In some cases, it may be beneficial to break changes into even smaller pieces, large enough that the customer can see if we are going in the right direction, but not polished enough to actually release.

This must be done with caution, particularly if we are using continuous integration, or other SCM methodologies where everything gets checked into the main branch. (For some hints, see my previous post, Small Stories, Legacy Code, and Scaffolding.) Perhaps a feature flag can be added, so when it is turned on, it lets the customer go as far as the part being demonstrated, and then stops.

One of the buzzwords of Agile development is failing fast. The sooner you can find out that what you are developing is not what the customer wants, the sooner you can change course, without a lot of wasted development time.

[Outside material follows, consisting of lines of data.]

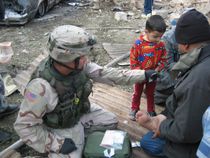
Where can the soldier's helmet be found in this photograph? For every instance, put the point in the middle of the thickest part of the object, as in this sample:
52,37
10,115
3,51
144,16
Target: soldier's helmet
68,42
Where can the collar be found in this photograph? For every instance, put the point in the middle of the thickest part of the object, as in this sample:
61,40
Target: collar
189,59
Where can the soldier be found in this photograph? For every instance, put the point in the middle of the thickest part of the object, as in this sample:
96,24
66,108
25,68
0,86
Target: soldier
5,108
55,114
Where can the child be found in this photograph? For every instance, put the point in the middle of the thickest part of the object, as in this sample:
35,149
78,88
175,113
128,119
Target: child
148,52
147,8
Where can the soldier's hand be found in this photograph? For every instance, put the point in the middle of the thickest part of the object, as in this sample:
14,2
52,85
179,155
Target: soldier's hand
151,75
68,146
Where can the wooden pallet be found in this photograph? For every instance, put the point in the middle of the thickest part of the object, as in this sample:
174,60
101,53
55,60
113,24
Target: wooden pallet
118,101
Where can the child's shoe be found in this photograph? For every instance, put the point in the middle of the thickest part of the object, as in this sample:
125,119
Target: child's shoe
132,115
152,113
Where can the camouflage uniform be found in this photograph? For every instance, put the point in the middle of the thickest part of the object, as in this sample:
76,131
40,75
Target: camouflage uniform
41,98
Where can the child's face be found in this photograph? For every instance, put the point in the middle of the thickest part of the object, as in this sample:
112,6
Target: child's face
153,36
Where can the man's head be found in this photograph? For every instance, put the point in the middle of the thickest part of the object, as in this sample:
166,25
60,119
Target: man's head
67,46
155,27
192,28
67,43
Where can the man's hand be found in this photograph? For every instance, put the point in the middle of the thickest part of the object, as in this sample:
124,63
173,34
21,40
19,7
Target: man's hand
145,120
151,123
151,75
68,146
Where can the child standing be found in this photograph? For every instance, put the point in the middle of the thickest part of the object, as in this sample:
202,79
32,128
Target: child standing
147,53
147,8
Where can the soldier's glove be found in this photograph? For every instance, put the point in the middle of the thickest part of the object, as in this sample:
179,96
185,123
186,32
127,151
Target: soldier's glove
68,146
151,75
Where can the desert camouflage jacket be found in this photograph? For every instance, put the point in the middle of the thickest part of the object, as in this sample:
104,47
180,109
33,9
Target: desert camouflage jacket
40,98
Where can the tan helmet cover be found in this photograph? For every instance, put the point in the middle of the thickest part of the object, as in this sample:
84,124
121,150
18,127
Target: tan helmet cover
68,42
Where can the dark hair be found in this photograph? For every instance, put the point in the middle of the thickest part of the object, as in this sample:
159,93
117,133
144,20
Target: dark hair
156,23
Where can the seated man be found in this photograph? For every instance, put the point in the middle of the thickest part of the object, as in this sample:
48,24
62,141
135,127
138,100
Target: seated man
204,147
180,124
56,114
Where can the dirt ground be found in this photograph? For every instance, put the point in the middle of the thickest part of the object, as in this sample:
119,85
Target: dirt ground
30,40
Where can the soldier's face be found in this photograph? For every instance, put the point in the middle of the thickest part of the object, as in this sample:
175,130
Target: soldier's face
83,60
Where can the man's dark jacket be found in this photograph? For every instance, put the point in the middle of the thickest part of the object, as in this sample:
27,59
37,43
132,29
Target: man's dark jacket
185,107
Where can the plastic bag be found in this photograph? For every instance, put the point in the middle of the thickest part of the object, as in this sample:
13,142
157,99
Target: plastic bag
6,52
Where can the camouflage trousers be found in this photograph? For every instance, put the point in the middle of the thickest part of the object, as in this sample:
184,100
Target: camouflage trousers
97,119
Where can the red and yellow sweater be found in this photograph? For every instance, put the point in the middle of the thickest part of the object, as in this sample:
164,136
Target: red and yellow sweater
147,55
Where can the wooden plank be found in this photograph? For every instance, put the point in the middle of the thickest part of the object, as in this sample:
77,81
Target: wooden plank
118,101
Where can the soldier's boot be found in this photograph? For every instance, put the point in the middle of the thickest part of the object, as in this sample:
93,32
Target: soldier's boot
6,109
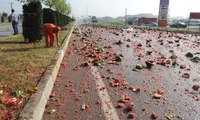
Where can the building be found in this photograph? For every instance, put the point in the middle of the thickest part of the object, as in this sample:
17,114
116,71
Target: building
144,20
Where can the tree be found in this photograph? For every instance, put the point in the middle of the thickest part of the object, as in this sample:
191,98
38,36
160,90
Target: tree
4,14
50,3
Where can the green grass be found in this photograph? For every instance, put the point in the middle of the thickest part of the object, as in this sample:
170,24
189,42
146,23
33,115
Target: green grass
22,65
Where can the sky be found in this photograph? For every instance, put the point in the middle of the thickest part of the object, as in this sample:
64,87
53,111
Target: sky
115,8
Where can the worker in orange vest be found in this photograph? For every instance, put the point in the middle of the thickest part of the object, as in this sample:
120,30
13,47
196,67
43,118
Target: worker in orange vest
50,30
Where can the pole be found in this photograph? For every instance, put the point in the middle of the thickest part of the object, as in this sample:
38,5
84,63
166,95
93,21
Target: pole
11,4
126,16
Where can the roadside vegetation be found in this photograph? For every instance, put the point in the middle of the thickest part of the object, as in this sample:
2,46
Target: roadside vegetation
22,65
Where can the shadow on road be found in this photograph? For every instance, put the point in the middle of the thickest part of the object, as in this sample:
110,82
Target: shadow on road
11,42
21,49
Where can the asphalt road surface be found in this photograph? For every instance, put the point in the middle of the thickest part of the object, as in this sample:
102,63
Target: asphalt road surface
98,79
6,30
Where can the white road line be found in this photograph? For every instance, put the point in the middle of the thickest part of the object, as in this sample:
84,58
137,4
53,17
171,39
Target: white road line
107,105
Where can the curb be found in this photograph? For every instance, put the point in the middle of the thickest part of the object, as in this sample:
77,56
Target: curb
35,106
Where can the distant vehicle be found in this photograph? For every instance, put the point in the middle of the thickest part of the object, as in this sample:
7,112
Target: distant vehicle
151,24
178,25
94,19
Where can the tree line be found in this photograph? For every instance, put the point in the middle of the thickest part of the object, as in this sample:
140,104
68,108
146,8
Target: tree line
58,5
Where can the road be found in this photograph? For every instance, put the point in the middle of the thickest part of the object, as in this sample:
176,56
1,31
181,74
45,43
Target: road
98,80
6,30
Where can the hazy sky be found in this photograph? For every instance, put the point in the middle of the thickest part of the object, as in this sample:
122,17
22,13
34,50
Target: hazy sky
116,8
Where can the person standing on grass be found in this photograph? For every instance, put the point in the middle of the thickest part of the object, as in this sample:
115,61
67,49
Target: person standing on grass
50,30
14,18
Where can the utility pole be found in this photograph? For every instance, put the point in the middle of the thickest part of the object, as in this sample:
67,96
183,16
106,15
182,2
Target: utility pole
11,4
126,16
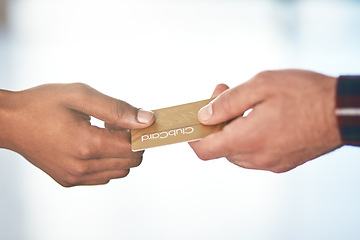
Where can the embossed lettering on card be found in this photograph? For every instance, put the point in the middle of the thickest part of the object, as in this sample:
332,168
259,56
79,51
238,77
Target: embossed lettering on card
173,125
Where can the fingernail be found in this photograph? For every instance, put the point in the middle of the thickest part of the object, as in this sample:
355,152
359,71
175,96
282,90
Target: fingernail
205,113
144,116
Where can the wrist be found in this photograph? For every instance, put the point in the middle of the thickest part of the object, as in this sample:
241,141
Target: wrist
348,109
6,118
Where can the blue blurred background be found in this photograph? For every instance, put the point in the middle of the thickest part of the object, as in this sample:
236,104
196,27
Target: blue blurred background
158,53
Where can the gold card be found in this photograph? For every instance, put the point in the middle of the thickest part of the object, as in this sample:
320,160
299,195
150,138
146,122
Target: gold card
173,125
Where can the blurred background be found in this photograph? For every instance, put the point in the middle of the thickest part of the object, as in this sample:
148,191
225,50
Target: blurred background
159,53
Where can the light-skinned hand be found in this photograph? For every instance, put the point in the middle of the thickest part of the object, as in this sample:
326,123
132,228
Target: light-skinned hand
292,121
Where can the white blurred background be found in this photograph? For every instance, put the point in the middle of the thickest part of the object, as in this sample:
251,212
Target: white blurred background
159,53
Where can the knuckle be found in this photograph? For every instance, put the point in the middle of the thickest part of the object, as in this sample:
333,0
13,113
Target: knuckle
264,76
124,173
120,108
85,151
70,180
267,162
79,169
135,162
80,90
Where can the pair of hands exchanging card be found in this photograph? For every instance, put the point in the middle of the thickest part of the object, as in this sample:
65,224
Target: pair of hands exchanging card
292,121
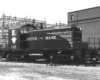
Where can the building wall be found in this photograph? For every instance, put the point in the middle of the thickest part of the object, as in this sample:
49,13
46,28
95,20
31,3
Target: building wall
89,21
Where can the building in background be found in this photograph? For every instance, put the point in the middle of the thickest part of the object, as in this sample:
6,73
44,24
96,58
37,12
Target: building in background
89,21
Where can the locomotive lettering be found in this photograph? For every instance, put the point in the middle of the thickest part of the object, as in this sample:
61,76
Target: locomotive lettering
41,38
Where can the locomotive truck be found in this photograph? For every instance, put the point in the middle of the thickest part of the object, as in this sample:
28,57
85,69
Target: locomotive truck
61,44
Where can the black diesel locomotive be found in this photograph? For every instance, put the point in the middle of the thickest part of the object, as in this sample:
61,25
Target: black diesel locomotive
62,44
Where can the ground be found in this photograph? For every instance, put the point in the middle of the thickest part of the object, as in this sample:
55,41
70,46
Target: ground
34,71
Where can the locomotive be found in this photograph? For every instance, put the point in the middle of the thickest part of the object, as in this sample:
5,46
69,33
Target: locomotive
61,44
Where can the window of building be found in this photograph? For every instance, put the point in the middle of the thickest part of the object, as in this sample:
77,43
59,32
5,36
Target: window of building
72,17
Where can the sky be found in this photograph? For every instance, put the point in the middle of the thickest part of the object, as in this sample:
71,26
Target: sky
50,10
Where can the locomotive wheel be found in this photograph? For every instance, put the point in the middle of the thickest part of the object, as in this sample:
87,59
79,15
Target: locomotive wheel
8,56
72,57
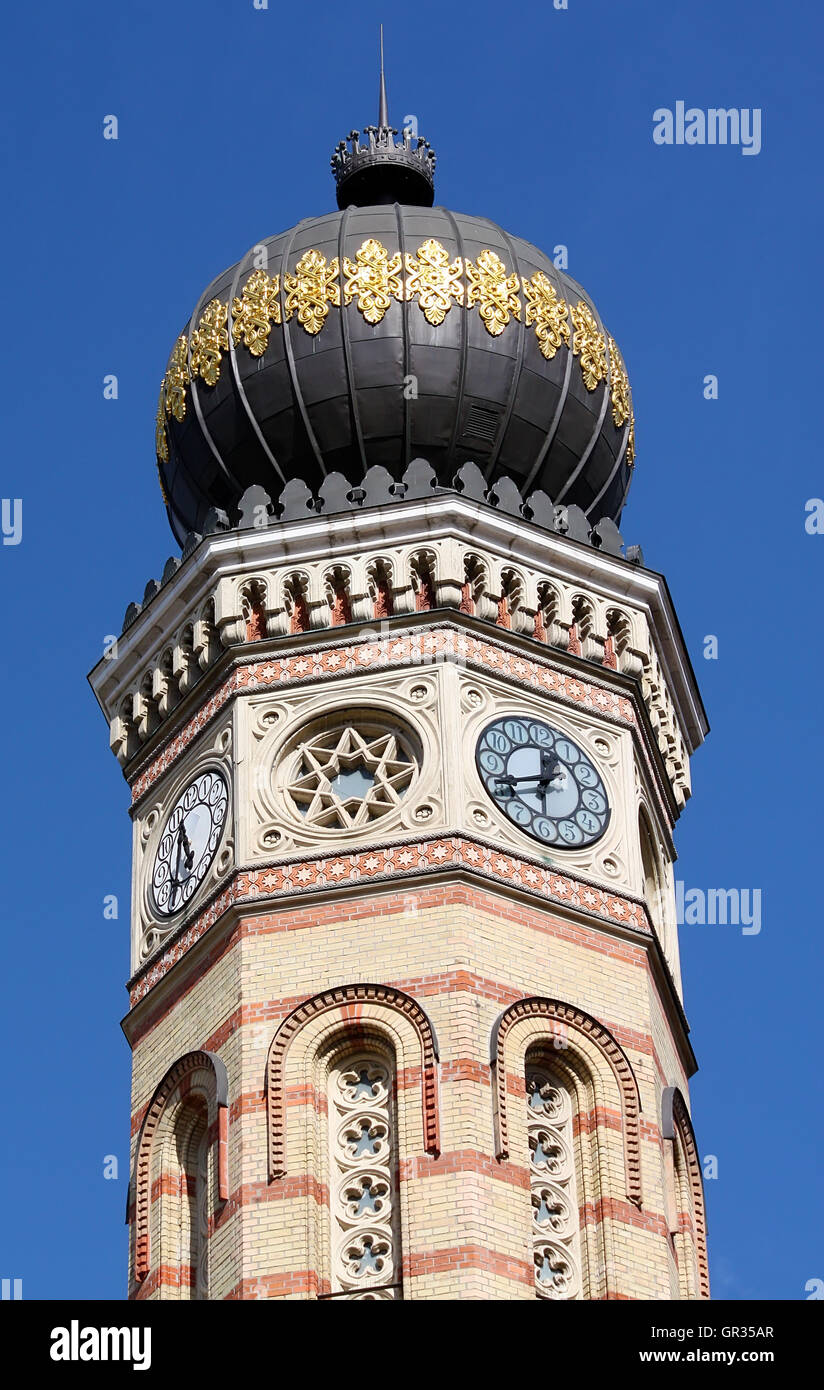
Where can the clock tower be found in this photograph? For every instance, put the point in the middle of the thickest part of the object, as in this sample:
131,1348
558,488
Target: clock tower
407,730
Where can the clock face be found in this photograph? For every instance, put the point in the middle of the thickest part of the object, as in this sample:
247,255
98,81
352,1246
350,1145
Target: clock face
544,783
189,843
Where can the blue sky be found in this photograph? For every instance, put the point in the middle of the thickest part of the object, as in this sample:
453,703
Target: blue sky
701,259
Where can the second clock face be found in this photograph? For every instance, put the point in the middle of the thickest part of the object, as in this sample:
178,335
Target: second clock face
544,783
189,843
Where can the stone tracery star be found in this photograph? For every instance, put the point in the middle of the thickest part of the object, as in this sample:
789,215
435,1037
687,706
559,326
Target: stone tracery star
332,755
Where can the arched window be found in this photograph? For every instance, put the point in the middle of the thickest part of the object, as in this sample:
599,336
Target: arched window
179,1178
556,1248
571,1075
349,1125
181,1221
364,1235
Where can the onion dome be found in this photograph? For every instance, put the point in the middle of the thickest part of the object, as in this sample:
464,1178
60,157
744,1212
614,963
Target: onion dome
386,331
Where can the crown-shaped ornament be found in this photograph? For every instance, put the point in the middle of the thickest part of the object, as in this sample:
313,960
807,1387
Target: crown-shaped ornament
384,170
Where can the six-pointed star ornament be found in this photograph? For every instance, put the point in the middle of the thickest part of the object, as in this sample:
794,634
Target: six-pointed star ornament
348,779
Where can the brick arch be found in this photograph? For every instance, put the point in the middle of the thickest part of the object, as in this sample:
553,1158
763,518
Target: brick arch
179,1076
350,1000
585,1027
676,1119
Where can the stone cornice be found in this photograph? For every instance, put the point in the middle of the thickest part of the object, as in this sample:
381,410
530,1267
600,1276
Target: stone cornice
382,872
441,517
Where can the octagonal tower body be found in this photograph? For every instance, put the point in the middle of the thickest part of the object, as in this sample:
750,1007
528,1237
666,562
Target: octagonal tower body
407,731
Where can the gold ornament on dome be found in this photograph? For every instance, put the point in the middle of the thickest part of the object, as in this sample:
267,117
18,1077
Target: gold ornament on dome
621,402
621,398
630,455
373,278
256,312
177,380
548,313
434,280
311,289
160,438
493,291
589,345
209,342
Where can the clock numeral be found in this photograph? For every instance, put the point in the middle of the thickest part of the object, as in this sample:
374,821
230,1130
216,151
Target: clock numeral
499,741
491,762
516,731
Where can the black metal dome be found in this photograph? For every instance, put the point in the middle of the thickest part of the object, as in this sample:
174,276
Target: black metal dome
380,334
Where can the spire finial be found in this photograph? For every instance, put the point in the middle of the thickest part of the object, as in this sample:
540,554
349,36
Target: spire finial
382,106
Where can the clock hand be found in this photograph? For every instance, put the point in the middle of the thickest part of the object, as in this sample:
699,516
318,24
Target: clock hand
189,855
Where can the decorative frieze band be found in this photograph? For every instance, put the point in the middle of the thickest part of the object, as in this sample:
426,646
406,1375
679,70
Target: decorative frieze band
396,862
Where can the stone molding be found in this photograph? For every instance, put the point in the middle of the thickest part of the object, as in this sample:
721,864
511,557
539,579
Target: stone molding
356,1005
605,613
581,1025
395,863
181,1070
676,1119
410,649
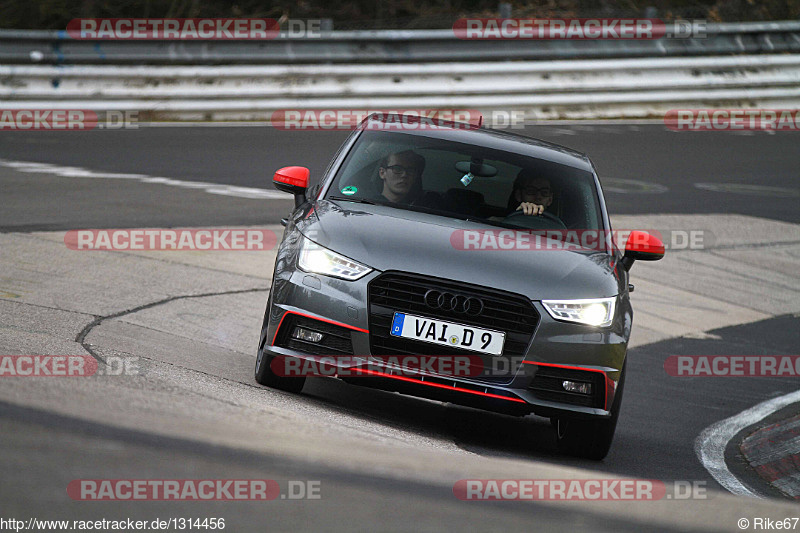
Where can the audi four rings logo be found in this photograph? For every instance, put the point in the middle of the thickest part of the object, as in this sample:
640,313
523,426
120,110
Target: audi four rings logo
447,301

Continuous Deployment (CD), where changes are released several times a day, is popular among online game sites. IMVU for example, is a very strong champion of CD, and they use it to 50 times a day.

I used to use IMVU, and as far as I could tell, the releasing of changes was completely invisible to the user. But I have tried some other online games the use CD, and was not the case for them. What frequently happens is that you are doing the game thing, and a window pops up that says "The game has been enhanced. Please refresh your browser." And when you refresh, the game takes two minutes to load in all of its assets, which really disrupts the game play.

An even worse situation is a Real-Time Strategy wargame that a friend was playing. The game deployed a change in the battle rules, regarding how much food had to be sent along with troops in battle. The change took effect immediately, right in the middle of a battle, and all her troops starved to death because the amount of food she had sent was no longer sufficient.

In case some of you are thinking "These are just games. What's the big deal if your imaginary troops starve to death?" there are a couple of things to keep in mind. One is that there is a lot of money in online games, and things like this make your users get angry and go play somebody else's game. Another is that the same thing could apply to any online system. Suppose someone is half way through booking a hotel room, and you deploy a change that alters the quoted room rate. They will not be happy when they get their bill, and it does not match what you quoted them.

It's probably not possible to come up with a universal design pattern to make live deployments transparent to users, but as a minimum, the change should not completely lose the user's state, should not require a bunch of time to reload assets that were already loaded, and should not change the outcome of transactions that are in process (like battles in a game, or hotel rooms that are being booked).